L’UE se rallie aux thèses nationalistes

Barbelés, miradors, caméras, véhicules de contrôle et de sécurité: l’Union Européenne est disposée à débloquer quelque trois milliards d’euros pour se protéger d’une invasion migrants.

Autriche/Hongrie/Serbie/UE – Lors du sommet européen consacré à l’immigration qui a eu lieu cette semaine à Bruxelles, le Chancelier conservateur de la République Fédérale d’Autriche, Karl Nehammer (notre photo), est arrivé à ses fins. Chacun sait que le chef de gouvernement autrichien sur ce sujet ultra sensible qu’est celui de l’accueil des migrants, a toujours été plus proche des positions de son voisin hongrois Viktor Orban que de celles de l’ex-Chancelière allemande Angela Merkel.

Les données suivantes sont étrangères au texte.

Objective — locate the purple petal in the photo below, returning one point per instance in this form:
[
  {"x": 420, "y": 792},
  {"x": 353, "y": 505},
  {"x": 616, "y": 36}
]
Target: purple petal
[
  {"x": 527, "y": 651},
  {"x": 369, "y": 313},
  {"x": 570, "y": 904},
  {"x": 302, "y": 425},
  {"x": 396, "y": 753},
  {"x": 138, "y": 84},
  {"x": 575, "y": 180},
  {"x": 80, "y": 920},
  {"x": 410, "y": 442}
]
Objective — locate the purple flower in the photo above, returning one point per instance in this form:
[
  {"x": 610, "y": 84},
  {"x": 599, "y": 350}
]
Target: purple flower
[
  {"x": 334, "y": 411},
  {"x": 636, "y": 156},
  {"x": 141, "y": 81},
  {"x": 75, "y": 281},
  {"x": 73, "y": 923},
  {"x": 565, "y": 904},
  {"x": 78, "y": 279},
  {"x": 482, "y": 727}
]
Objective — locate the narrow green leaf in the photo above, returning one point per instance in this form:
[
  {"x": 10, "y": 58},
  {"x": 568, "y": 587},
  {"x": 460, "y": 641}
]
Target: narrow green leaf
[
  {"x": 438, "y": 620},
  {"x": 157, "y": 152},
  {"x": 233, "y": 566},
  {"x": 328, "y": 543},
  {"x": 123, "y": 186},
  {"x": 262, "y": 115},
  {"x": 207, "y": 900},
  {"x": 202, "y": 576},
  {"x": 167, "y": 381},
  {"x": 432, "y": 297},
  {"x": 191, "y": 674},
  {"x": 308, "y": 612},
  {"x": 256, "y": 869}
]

« La politique d’asile a échoué »

En septembre 2022, les deux hommes rejoints par le président de la République serbe, Aleksandar Vucic, avaient publiquement dénoncé l’incapacité de l’Union Européenne à maîtriser la crise migratoire. Quelques semaines plus tard, l’Autriche faisait usage de son de veto pour interdire à la Roumanie et à la Bulgarie d’intégrer l’espace Schengen. Lors de ce dernier sommet sur l’immigration, les pays hostiles à l’afflux non maîtrisé de migrants, ont obtenu, du moins de la papier, la garantie d’un renforcement de la politique d’asile afin de mettre fin aux entrées illégales. Sont envisagées par ailleurs une lutte accrue contre les passeurs, un plus grand contrôle des frontières et une plus grande rapidité des expulsions. Concernant l’érection de barbelés aux frontières, souhaitée par la Grèce et l’Autriche, elle est évoquée dans la déclaration en des termes plus châtiés, le mot « barbelés » ayant été remplacé par « infrastructures ». Les autorités européennes semblent avoir pris conscience de la réalité des faits, en l’occurrence que la contribution de l’Autriche, compte tenu de sa démographie est disproportionnée comparativement à celle d’autres territoires beaucoup plus peuplés. Le Chancelier autrichien ne lâche pas ses mots et n’hésite pas à déclarer que « la politique d’asile a échoué ». La présidente de la commission européenne, Ursula van der Leyen, a promis de tout mettre en œuvre pour sécuriser la frontière entre la Bulgarie, membre de l’Union Européenne et la Turquie avec des véhicules, des caméras et des miradors. Ces équipements devraient être financés par des fonds européens, les contributions des Etats membres et dans une moindre mesure par la Bulgarie. Karl Nehammer s’est réjouit de voir les institutions européennes « passer à la vitesse supérieure » pour mettre fin à l’immigration clandestine. Le fait que le premier ministre luxembourgeois, Xavier Bettel, opposé jusque là aux clôtures barbelées érigées aux frontières, ait consenti aux nouvelles propositions est, selon Nehammer, un signe encourageant.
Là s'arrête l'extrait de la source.